En su mensaje para la Cuaresma 2026, el papa León XIV sorprendió con una propuesta que va más allá del ayuno tradicional: un “ayuno de la lengua”. El Sumo Pontífice vinculó la práctica espiritual con la urgencia de frenar la violencia verbal, las calumnias y los ataques que hoy se multiplican en la vida pública y en los entornos digitales.
El documento titulado “Escuchar y ayunar.
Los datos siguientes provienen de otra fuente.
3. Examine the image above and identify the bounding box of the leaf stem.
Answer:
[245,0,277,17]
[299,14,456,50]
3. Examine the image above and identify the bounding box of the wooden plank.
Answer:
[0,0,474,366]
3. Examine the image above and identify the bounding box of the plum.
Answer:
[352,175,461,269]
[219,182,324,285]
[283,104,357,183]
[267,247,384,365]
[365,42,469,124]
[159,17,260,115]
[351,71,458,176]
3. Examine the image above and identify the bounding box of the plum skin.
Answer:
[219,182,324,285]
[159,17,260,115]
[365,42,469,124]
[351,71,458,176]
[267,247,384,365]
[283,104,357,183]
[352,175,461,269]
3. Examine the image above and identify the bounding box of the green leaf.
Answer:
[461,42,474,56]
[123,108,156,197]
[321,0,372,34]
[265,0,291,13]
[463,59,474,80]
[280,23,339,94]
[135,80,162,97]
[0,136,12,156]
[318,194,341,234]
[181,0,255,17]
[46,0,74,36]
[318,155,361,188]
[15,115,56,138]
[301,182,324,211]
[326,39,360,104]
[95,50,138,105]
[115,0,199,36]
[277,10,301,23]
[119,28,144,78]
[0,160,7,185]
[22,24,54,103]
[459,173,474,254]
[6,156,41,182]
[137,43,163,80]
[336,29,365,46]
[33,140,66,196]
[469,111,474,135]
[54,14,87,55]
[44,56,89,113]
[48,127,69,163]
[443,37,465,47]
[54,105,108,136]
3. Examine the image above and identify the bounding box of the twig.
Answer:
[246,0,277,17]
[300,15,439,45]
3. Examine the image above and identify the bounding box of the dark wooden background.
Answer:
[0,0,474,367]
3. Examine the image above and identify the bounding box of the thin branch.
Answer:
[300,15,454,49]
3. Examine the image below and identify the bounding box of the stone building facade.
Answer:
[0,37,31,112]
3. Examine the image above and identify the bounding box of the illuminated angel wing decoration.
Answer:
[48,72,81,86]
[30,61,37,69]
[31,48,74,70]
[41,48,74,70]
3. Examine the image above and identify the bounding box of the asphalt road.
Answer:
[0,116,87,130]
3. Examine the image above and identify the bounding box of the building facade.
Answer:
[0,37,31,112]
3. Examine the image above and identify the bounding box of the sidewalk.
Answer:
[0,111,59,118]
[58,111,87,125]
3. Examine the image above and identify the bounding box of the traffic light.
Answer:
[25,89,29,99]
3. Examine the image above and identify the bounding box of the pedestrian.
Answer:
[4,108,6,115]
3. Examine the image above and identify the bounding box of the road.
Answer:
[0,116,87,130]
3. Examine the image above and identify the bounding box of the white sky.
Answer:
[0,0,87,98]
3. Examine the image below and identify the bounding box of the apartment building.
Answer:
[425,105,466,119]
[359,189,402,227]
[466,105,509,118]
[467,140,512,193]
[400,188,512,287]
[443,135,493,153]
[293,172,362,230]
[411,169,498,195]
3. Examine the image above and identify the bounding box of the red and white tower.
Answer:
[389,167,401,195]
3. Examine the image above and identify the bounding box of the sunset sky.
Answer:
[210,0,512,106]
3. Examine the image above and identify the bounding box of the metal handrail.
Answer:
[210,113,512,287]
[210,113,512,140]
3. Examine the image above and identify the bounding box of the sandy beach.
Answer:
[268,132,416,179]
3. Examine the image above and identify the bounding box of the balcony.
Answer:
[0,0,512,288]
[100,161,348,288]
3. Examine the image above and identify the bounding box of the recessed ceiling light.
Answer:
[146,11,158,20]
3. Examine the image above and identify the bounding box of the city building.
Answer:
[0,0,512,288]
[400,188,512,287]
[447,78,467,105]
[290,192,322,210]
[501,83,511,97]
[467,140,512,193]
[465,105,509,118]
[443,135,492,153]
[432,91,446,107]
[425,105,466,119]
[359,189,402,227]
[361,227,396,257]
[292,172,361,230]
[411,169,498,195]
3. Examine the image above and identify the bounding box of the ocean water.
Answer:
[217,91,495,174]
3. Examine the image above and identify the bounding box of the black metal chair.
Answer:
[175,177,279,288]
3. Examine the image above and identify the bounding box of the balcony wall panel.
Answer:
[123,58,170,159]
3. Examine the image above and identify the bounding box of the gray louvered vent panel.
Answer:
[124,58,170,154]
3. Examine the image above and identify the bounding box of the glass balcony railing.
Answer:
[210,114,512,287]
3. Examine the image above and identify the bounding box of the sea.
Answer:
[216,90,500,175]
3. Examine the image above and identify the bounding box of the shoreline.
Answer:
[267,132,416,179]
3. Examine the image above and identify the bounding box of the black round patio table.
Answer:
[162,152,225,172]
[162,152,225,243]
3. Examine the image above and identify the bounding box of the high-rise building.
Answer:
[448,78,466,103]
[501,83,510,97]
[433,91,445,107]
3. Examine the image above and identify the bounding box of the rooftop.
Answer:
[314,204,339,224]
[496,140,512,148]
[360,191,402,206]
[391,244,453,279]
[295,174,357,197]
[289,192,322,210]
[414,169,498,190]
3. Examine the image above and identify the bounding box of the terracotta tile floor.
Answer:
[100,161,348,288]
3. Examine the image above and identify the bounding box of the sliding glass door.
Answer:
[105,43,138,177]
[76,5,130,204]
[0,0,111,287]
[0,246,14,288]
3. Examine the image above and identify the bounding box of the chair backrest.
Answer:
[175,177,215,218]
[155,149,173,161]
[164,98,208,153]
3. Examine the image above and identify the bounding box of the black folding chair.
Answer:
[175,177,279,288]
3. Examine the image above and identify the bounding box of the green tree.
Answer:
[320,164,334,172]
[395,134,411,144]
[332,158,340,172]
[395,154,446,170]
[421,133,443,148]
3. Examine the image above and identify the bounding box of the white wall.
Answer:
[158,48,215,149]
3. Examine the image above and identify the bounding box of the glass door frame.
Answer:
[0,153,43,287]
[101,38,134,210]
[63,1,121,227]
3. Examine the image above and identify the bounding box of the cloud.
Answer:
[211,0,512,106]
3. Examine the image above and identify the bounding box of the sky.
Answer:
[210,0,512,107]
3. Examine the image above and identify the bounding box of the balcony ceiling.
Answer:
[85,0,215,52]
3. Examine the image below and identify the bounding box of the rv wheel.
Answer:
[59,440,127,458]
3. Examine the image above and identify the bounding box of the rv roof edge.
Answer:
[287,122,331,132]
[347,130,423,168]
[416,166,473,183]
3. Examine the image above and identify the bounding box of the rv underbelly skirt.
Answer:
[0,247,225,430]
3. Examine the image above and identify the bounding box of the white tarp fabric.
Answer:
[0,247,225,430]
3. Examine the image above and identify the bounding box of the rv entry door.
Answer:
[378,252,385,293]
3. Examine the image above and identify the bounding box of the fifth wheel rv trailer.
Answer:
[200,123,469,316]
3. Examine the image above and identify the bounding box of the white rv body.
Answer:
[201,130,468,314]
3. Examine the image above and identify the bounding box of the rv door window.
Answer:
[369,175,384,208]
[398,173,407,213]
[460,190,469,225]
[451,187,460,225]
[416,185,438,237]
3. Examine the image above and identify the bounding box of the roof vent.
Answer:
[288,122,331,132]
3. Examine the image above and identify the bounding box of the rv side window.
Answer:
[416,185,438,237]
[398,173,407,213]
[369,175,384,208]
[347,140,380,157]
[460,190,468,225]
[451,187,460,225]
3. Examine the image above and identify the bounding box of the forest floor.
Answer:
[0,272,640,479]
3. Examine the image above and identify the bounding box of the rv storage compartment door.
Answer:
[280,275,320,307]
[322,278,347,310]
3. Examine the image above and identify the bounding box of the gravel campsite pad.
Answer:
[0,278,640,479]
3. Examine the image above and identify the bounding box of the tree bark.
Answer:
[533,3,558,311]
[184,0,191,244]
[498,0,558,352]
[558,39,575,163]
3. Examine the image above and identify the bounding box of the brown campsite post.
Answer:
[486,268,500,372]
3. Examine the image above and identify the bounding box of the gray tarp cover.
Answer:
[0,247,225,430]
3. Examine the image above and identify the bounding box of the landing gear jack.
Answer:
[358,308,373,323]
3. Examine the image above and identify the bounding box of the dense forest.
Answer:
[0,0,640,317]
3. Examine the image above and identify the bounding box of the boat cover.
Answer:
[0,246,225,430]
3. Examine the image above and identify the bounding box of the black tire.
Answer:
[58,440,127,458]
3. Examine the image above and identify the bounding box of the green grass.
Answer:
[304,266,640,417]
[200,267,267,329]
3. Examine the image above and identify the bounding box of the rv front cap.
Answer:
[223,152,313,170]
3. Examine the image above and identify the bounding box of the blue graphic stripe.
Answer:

La Cuaresma como tiempo de conversión” exhorta a los fieles a renunciar a las palabras hirientes y al juicio inmediato, cultivando la amabilidad en la familia, el trabajo y las redes sociales. Para León XIV, la privación no debe limitarse a lo alimentario, sino convertirse en una conducta ética frente al prójimo, capaz de transformar la calidad del diálogo y las relaciones.
El llamado del Papa se lee como un golpe directo a la cultura del insulto y la polarización que domina el debate político y social. “Hay que desarmar el lenguaje”, insistió el Pontífice, recordando que la condición de los pobres es un grito que interpela a la Iglesia y a la sociedad. Su propuesta busca que las comunidades cristianas se conviertan en espacios de escucha y reconciliación, donde las palabras de odio den paso a palabras de esperanza y paz.